В эту ночь мне опять не спалось, и потому, что я не хотел, а думал о своей поездке к писателю. Я разговаривал с ним, и мысленно, как это часто бывает, разговор у нас получался дельным и таким хорошим, что лучшего и желать не надо. Думал я и о Марте. Она лежала рядом, ее мягкие волосы касались моей щеки и почему-то пахли полынью. Она спала крепко и так тихо, что даже не было слышно ее дыхания, и я удивился, когда она, услышав слабое попискивание Ивана, вдруг вскочила, будто и не спала.

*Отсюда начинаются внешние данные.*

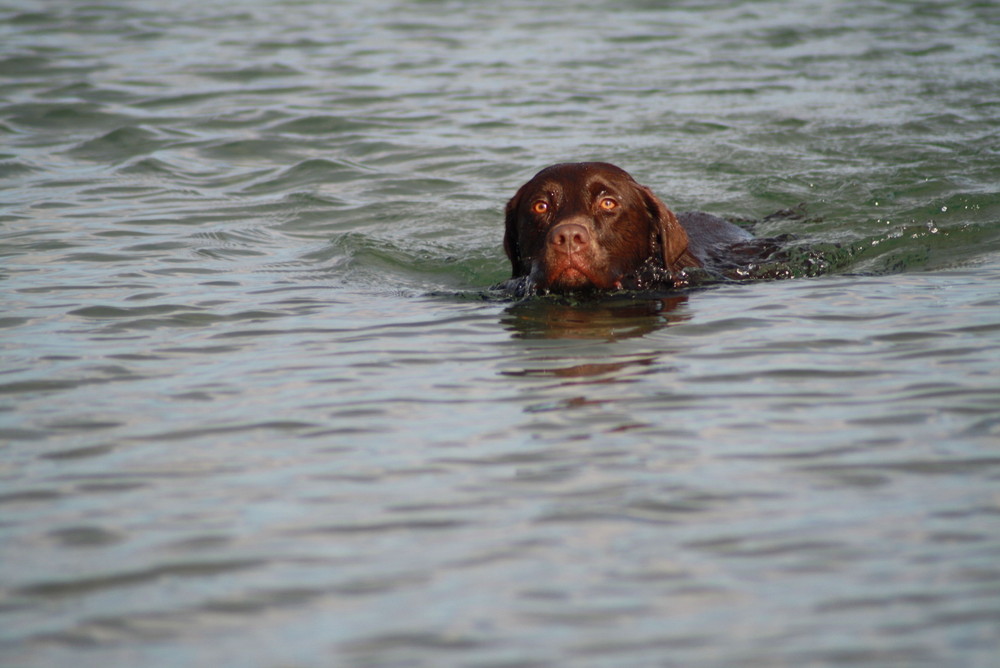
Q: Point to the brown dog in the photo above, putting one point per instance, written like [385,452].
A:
[589,226]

Не зажигая свет, чтобы не разбудить меня, она взяла из кроватки Ивана, положила рядом с собой и дала ему грудь. Сладкий запах молока смешался все с тем же идущим от ее волос запахом полыни. Мальчонка, как всегда, сладко почмокивал и от удовольствия легонько покряхтывал. Когда Иван насытился, Марта спросила:
— Миша, почему не спишь?
— Что-то не спится.
— Пусть Ванюша полежит между нами. Не возражаешь?
— Даже буду рад.
— Вот и получается: два молодых дерева, а между ними — росточек, совсем еще крохотный побежечек, — сказала Марта и, помолчав, добавила: — Наш росточек, наш побежечек.
— А этому росточку тут, между нами, не тесно?

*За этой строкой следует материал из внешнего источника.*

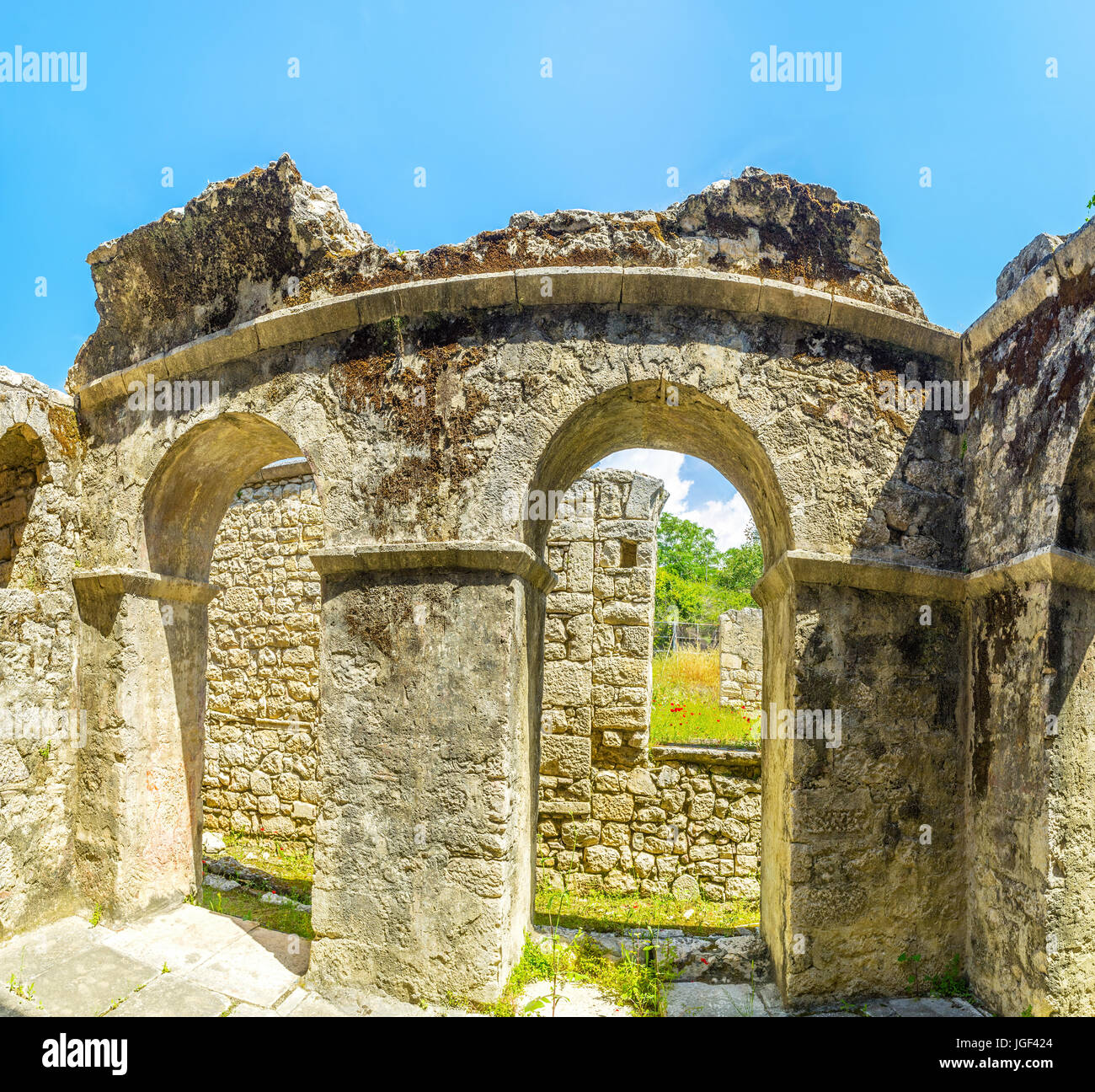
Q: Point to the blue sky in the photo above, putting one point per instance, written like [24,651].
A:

— Что ты, Миша! — удивилась Марта. — Да ты погляди на нас! Мы уже от радости и ручонками заработали. Это он тебя хочет ударить кулаком. Хочешь, зажгу свет?
— Не надо… Значит, росточек?
— А как же! И какой славный. — Марта помолчала. — Миша, и все же скажи, почему не спишь?
— Думаю.
— Думай днем, а ночью спи.
— Хотелось бы, да не получается.
— А наш росточек уже притих. И ручонки сложил. Надо и нам спать.
Ну что ж, спать так спать. Попробую уснуть. «Два молодых дерева, а между ними — росточек, совсем еще крохотный побежечек». «Наш росточек, наш побежечек». Тоже надо бы записать или хотя бы запомнить. Да, многое следовало бы записать, а подойти к тетради я не могу. Она ждет меня и никак не может дождаться. Ну и пусть ждет. И об этом надо было бы записать: одна общая кровать, а на ней трое — семья. «Росточек, совсем еще крохотный побежечек». А где-то там, в степном чабанском хуторе, осталась Ефимия, и я нет-нет да и подумаю о ней. Сколько раз говорил себе: не надо думать о ней, как и не надо прикасаться к тетради, а не думать не могу ни о Ефимии, ни о лежащей на столе тетради. С Мартой мы давно уже как родные, а теперь уже и со своим росточком, вот он, между нами, а по закону мы еще не муж и не жена и никак не можем собраться пойти в загс. Выходит, и завтра не сможем пойти. А пойти надо, и давно бы… Но и к писателю необходимо поехать. Марта права: не каждого он приглашает к себе… И опять в голове: а на хуторе Привольном осталась Ефимия, а на столе лежит зеленая тетрадь. Что же мне делать? Как же мне не думать об этом? Не знаю. Может, рассказать Марте о Ефимии? Пусть она узнает все, что со мной случилось там, в Привольном, и тогда совесть моя перед ней будет чистая. Ну что ж, скажу, согрешил, с кем не бывает беды… А что потом? Нет, пусть это все умрет во мне. Во мне оно родилось, во мне и умрет. Не подхожу же я к тетради, удерживаю себя — умолчу и о Ефимии, да и перестану думать о ней…
4
Куда ни посмотришь — лес да лес. Всюду сосны, высокие, наискось пробитые лучами низкого осеннего солнца и объятые тишиной — не сосны, а корабельные мачты. Казалось, эта устоявшаяся тишина утра исходила и от самих стволов, глянцевито-красных на ярком свету, и от умолкнувшей, лежавшей на земле листвы, и от взлетевших к небу зеленых макушек. Отовсюду веяло прелью, увяданием и сыростью. В сторонке стояли, обнявшись, по-осеннему грустные березки в своих накрахмаленных ситцевых сорочках, им, наверное, было зябко, и они словно бы грелись под лучами нежаркого солнца. Земля пушилась листьями, сухими, легкими, дыхнет ветерок — и они полетят. Одни ярко-красные, шириной в ладонь, с бледными прожилками, другие — жухлые и уже скрюченные. Их нападало навалом, по ним приходилось не идти, а словно бы брести, поднимая тот особенный, уху приятный шорох, который как бы нашептывал: а ты иди еще тише, еще тише, куда тебе спешить, спешить-то некуда.